The external product, $\times$, is an operation involving an RLWE ciphertext and an RGSW ciphertext, outputting, and RLWE ciphertext. To perform the outer product, we have to decompose the $A(x)$ and $B(x)$ polynomials in the RLWE ciphertext and perform a matrix-vector product between the decomposition and the layers of the RSGW ciphertext.

One interesting application of the external product is related to the controlled mux gate, where we assign values according to an if condition. Given two values, $y_1, y_2$ and a boolean variable $b$, we can construct the following operation
$(y_2-y_1)b+y_1=y$

If $b$ is $0$, we get $y_1$ and if $b=1$ we get $y_2$.

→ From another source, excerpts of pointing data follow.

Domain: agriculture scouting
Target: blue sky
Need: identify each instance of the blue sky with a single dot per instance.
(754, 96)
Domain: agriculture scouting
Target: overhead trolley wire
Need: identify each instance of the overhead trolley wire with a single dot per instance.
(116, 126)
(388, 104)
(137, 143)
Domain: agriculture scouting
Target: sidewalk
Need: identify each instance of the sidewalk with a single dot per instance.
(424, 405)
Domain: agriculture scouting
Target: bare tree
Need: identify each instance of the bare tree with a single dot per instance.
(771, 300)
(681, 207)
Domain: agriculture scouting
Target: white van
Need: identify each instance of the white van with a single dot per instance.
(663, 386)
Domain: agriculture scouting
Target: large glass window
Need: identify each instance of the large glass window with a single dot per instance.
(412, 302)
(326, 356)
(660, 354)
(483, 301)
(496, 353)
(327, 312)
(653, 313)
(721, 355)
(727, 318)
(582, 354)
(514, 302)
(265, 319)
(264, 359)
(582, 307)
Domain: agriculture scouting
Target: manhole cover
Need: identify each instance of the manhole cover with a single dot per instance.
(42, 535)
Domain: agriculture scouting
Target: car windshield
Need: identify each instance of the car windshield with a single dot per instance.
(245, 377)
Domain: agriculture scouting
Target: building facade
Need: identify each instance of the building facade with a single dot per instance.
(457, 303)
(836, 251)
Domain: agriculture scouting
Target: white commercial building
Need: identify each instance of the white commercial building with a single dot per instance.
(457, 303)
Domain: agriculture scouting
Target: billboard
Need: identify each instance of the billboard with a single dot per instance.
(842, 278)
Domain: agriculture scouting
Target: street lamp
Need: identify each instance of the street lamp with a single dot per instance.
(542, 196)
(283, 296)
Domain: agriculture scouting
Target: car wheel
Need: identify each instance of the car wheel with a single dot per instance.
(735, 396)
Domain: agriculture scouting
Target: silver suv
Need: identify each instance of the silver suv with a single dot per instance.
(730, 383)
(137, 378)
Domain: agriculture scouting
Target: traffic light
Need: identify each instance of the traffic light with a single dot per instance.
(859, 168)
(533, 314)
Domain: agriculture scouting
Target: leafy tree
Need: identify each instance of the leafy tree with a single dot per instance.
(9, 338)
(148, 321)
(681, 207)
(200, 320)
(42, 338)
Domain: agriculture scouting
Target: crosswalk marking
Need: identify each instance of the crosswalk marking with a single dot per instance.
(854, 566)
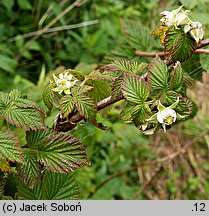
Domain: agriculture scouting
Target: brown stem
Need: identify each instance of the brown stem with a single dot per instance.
(162, 54)
(63, 125)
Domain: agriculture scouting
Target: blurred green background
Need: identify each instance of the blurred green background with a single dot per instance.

This is an important building block for the bootstrapping operation.

## Key switching

The key-switching operation can be used to change encryption keys in different parameter sets. To implement it, we need key switching keys. The procedure has some parallelism with bootstrapping, with the subtle difference that it increases the noise in the ciphertext. The key switching can be applied to change the keys in LWE and RLWE ciphertexts, but it can also be used to transform LWE ciphertexts (one or many) into one RLWE.

## Summary

FHE is an important cryptographic primitive which allows us to compute with encrypted data, without the need of decrypting it first, opening the doors for many interesting and new applications. Since 2009, four generations of FHE schemes have been proposed, adding new functionalities and improving performance by several orders of magnitude. There are two types of approaches: bootstrapped and leveled. The first one works for circuits that are deep or their depth is unknown, while the second works for circuits of small depth. The security of many FHE schemes relies on post-quantum hard problems, such as ring learning with errors (RLWE). One powerful scheme is TFHE, a bootstrapped construction that operates on different types of ciphertext to attain rich functionality. In upcoming posts, we will be covering other schemes and we will go deeper into the fundamentals of FHE.